I found myself in a landscape of sand dunes (der Mainzer Großer Sand), whose pronounced topography did not present a struggle but was distinctly not flat, the sort of geometry one grows unaccustomed to along more manicured trails.
This ancient environment was host to tall cypress trees and other flora that belonged in more Mediterranean climes, owing to the fact that although nutrient poor, sand was far better at holding heat.  Approaching the boroughs of Mombach and Gonsenheim, the dunes made the transition into a great forest, only gently interrupted with a few paths, that is the largest contiguous one in the region at seven square-kilometers, a wood of some eighteen-hundred acres. Despite being often turned around and stopping to marvel at the landscape, I still made it on time but with none to spare.

cue cutlines

After the dismal (ricocheting, perhaps) failure of its last Chat Bot, Microsoft has unveiled a routine that writes captions (cutlines really as the output is a few lines of description) for your photos, Gizmodo reports. The programme seems reliably good, especially in the face of the heaps of obscenity I’m sure the internet is tossing at it, but be forewarned, as the service curates the images submitted to it for training purposes. Although not the first attempt at automated captioning, it does seem like a good approach to organise one’s ever growing archives of pictures.

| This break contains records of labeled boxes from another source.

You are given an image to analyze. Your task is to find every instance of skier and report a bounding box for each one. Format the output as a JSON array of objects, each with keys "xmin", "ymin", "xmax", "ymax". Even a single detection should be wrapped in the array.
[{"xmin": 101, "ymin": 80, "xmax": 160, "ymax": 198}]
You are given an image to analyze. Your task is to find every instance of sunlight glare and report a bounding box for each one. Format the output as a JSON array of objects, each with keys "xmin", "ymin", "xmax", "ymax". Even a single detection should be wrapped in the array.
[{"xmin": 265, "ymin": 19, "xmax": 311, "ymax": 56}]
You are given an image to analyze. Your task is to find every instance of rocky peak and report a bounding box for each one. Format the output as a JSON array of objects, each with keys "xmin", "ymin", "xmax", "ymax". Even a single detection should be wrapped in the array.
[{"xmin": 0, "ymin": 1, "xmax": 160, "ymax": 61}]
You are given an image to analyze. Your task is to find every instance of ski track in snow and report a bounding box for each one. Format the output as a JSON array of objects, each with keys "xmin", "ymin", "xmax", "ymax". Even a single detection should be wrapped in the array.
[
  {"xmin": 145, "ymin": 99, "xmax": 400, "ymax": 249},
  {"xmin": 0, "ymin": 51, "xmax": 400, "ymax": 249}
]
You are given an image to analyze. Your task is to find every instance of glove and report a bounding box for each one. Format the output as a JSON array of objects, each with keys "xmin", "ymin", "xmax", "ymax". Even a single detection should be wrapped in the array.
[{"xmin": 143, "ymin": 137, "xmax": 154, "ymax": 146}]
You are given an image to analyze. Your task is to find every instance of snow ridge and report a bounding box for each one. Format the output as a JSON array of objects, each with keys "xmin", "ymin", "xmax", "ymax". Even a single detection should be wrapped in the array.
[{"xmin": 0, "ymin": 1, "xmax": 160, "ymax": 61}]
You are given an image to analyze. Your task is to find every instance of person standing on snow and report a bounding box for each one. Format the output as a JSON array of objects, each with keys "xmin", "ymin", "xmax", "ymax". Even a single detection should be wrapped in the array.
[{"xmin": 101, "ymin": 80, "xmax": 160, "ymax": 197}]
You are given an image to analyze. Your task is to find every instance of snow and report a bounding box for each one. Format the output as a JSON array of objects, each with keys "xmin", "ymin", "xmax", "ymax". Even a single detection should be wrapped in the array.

flights of fancy or project longshot

The announcement coinciding with Space Night, the anniversary marking Yuri Gagarin’s seminal space-walk—as Boing Boing reports, Professor Stephen Hawking is partnering with a consortium of investors (we are all stake-holders in this enterprise) to send a swarm of small space probes, propelled aloft on the beams from an array of lasers—which providing that the focus can hold, could see at least some of the tiny craft (about the size of a pocket calculator with sails unfurled) reach our nearest stellar companions, the group also known as Rigil Kent, the foot of the Centaur, around five-hundred times the distance from the Sun to Pluto, in just two decades. The method makes me think of the Little Prince hitching rides on passing comets. Starshot, as it’s called, has some technical challenges to overcome, and regrettably it seems perhaps sustained public enthusiasm for science projects, and who knows what we’ll discover—but I think that Hawking and associates can push our horizons.

tobacco mosaic

Graphic artist Eleanor Lutz’ latest project is a series of animated viral trading cards, that teach about the infectious agents’ properties and causes one to better appreciate these hauntingly complex structures. Such pathogens, liminal and not easy to distinguish from vegetable and mineral and I think that notion of an autonomous and adaptive poison imparts them with their sinister reputation, but as persistent as these pestilences are, our bodies have become ever more resilient in rebuffing countless and non-stop assaults. This piece comes to us by way of the outstanding Kottke, who has introduced us, to our delight, to Lutz’ works previously.